When is MLK Day 2027?

Martin Luther King Jr. Day 2027 is Monday, January 18, 2027. The holiday is always observed on the third Monday of January, a rule set by federal law and tied to Dr. King’s January 15 birthday.

Why is MLK Day on a Monday and not on January 15?

Congress placed the holiday on the third Monday of January when it passed the federal holiday law in 1983. The Monday anchor follows the Uniform Monday Holiday framework, which Congress used to create three-day weekends for Presidents Day, Memorial Day, Labor Day, and Columbus Day. In some years the third Monday lands exactly on January 15, and in those years the holiday and Dr. King’s birthday share the date. The next time that happens is January 15, 2029.

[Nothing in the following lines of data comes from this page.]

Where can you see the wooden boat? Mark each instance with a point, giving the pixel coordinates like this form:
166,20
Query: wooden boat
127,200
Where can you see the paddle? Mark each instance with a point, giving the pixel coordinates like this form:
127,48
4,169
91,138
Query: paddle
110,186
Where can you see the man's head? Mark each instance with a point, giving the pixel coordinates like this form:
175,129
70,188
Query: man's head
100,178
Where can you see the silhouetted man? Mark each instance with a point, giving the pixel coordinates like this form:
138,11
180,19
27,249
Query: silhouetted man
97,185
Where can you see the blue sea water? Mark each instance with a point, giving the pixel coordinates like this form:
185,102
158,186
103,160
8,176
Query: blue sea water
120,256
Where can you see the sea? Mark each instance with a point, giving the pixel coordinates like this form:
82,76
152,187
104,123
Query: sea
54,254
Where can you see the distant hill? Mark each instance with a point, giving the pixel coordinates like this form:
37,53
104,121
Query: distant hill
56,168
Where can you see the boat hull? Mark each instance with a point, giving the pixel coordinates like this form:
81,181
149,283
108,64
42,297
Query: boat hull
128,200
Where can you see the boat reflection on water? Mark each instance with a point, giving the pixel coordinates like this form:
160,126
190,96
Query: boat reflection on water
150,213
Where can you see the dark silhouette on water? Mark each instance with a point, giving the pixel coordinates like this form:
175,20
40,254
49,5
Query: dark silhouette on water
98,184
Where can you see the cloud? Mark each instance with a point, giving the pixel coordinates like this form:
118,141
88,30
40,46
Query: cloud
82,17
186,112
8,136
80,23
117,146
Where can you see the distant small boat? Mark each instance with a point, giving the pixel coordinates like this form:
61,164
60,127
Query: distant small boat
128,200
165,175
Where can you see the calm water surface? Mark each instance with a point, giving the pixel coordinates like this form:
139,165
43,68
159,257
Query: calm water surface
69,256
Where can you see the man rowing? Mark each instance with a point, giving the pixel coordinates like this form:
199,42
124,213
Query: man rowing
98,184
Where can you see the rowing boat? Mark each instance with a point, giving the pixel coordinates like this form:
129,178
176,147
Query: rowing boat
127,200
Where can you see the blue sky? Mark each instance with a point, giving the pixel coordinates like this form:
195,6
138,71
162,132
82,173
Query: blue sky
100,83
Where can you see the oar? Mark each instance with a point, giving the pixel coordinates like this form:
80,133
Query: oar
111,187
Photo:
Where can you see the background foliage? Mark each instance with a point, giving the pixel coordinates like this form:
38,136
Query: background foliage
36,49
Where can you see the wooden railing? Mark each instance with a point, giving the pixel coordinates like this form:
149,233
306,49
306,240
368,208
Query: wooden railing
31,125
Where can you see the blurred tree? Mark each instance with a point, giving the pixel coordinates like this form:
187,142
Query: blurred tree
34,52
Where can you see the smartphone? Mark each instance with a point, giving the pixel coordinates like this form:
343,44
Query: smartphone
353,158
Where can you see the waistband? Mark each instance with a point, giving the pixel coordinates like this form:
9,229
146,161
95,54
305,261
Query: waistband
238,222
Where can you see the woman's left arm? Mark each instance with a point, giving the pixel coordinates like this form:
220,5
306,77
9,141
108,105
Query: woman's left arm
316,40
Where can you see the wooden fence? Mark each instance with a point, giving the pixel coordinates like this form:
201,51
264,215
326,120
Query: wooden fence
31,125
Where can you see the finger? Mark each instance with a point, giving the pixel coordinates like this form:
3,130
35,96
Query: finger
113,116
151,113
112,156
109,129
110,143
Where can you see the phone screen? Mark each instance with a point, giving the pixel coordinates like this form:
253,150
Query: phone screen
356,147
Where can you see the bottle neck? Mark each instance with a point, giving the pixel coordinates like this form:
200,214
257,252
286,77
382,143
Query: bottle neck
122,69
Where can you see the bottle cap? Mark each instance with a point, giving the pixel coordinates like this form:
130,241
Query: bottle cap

When was MLK Day first observed?

President Ronald Reagan signed the Martin Luther King Jr. Federal Holiday law on November 2, 1983. The first federal observance was Monday, January 20, 1986. Adoption at the state level was uneven through the 1990s, and the holiday was not observed as a stand-alone state holiday in all fifty states until the year 2000.

Is MLK Day a paid holiday?

For federal employees, yes. Martin Luther King Jr. Day is a paid federal holiday, which means federal offices close and federal workers observe the day with paid leave. Private-sector employers are not required by federal law to pay employees who do not work that day, though many large employers do. Practice varies by state, by union contract, and by company policy.

What is the difference between MLK Day and MLK’s birthday?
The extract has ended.